Kerberos in Browser based Applications

Wyllys Ingersoll wyllys.ingersoll at sun.com
Thu Mar 5 14:44:39 EST 2009


I documented using Kerberos with an Apache Web server and Firefox a while ago (for Solaris 10), 
but the ideas are very similar for Linux or non-Solaris as long as you stick with Apache, Firefox, 
and a Kerberos package that is based-on MITs codebase.
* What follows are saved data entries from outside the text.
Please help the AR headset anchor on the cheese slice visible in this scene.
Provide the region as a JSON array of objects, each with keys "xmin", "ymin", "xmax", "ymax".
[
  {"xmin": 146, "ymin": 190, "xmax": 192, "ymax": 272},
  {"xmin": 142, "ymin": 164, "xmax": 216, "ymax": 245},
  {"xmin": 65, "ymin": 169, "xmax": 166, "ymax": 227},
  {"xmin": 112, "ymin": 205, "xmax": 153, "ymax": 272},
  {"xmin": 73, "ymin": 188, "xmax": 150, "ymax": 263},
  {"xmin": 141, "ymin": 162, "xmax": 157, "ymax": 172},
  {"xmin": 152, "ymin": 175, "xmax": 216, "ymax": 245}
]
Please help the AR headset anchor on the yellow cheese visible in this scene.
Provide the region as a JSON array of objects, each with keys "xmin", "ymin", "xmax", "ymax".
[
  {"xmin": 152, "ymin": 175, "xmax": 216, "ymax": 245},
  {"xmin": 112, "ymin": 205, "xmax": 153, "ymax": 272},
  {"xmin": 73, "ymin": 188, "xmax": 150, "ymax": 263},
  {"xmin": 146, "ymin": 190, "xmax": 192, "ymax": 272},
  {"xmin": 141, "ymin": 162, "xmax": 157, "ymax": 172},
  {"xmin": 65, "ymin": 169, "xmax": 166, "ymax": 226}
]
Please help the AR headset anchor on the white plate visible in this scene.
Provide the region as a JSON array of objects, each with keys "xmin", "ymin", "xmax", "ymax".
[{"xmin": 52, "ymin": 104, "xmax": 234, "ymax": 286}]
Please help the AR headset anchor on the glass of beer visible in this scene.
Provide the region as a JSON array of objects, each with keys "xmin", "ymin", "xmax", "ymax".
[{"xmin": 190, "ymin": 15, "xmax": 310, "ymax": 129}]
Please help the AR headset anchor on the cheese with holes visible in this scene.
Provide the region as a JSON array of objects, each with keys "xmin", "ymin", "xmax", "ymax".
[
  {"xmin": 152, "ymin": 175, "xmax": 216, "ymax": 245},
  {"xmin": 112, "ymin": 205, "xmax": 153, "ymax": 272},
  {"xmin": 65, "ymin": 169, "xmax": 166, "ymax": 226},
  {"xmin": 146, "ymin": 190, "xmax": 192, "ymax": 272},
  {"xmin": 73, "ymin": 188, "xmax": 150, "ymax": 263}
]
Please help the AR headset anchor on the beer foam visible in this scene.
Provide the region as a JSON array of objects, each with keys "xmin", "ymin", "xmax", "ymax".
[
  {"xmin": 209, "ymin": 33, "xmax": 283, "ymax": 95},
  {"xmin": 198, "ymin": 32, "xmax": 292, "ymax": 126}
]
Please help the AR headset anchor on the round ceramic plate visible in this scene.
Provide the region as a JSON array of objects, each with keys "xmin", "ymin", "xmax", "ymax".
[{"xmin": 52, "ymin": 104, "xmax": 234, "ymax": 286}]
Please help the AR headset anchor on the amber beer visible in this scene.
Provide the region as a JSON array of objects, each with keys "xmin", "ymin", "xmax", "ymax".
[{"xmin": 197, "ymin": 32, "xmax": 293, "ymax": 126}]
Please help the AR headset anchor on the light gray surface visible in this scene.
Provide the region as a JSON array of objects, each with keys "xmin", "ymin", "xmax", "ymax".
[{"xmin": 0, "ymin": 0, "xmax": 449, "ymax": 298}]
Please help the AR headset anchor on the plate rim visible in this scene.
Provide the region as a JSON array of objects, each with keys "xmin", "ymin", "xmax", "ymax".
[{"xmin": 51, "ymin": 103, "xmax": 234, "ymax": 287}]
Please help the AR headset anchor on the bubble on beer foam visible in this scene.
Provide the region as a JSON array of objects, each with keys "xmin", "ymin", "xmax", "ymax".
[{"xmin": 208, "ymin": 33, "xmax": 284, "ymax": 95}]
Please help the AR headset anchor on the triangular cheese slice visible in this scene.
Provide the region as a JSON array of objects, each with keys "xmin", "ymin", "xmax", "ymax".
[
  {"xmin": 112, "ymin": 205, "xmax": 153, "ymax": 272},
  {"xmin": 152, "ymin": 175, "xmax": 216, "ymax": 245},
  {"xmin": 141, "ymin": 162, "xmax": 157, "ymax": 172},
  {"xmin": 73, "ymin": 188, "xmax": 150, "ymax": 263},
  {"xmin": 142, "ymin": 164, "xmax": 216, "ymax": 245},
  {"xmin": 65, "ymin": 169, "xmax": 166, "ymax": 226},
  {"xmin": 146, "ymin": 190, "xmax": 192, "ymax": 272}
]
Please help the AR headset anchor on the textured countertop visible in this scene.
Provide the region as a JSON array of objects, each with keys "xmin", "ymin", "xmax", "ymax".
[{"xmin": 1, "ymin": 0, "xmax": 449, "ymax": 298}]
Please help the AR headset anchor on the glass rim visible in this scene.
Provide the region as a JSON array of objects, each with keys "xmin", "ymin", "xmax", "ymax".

http://blogs.sun.com/wyllys/entry/kerberos_web_authentiation_with_apache

The doc may be a bit out of date, but I believe most of the steps are still correct and apply
to newer releases of Solaris as well as Linux, albeit with some slight different pathnames
and settings.

Just getting web-based authentication configured and working is only the beginning, though.
To extend the reach and the use of the tickets to other processes (such as having the
forwarded ticket then be used to authenticate to other backend services on behalf of the user)
would require additional work for both the web server and the middleware that it
needs to talk to.   Getting this to work with Tomcat or other web servers will definitely
require some additional effort and digging around, I don't know what the current state
of the art is in those areas.

-Wyllys




Frank Gruellich wrote:
> Hi,
> 
> I have set up a Kerberos realm.  A user and a service (let's say a
> database) are both included as principals in KDC database and the
> service restricts access to */dbuser at EXAMPLE.COM.  User and service can
> communicate perfectly using a database CLI at the users machine.
> 
> Now these days CLIs aren't "state-of-the-art" anymore and $managers
> refuse to use them.  Let's throw a long discussion and platform
> independent, Web2.0 ready and more buzzwords into the pot and we get the
> need for a browser based web frontend to the service.  And that's the
> point where I do not get the full picture about Kerberos.
> 
> How would that work in a fully kerberized environment using all these
> great features like single-sign-on and never transmitting a password
> over the wire?  For sure, I would have to add the webserver to the KDC
> database, but what then?  Would I add the webserver principal to the ACL
> list of the service and add another authentication/authorization layer
> into the web application?  Could I somehow forward the users ticket for
> the service to the webserver and make the application to give it to the
> service proving this way that the user requested access to the service?
> That would keep all authentication on service side, but is it a good
> idea to give a service ticket to another machine?  Would that even work
> given that the users machine IP# is added to the tickets, AFAICS?
> 
> In the current setup the software involved are MIT Kerberos, an OpenLDAP
> server as service, e.g. phpLDAPadmin as web application, Apache httpd
> running it, and various browsers used to access it running on different
> OS's.  But I'm more interested in the general Kerberos idea how to do
> that.  However, if you point me to specific software I should use in
> this setup I would be happy, too.
> 
> Thanks in advance for some enlightenment.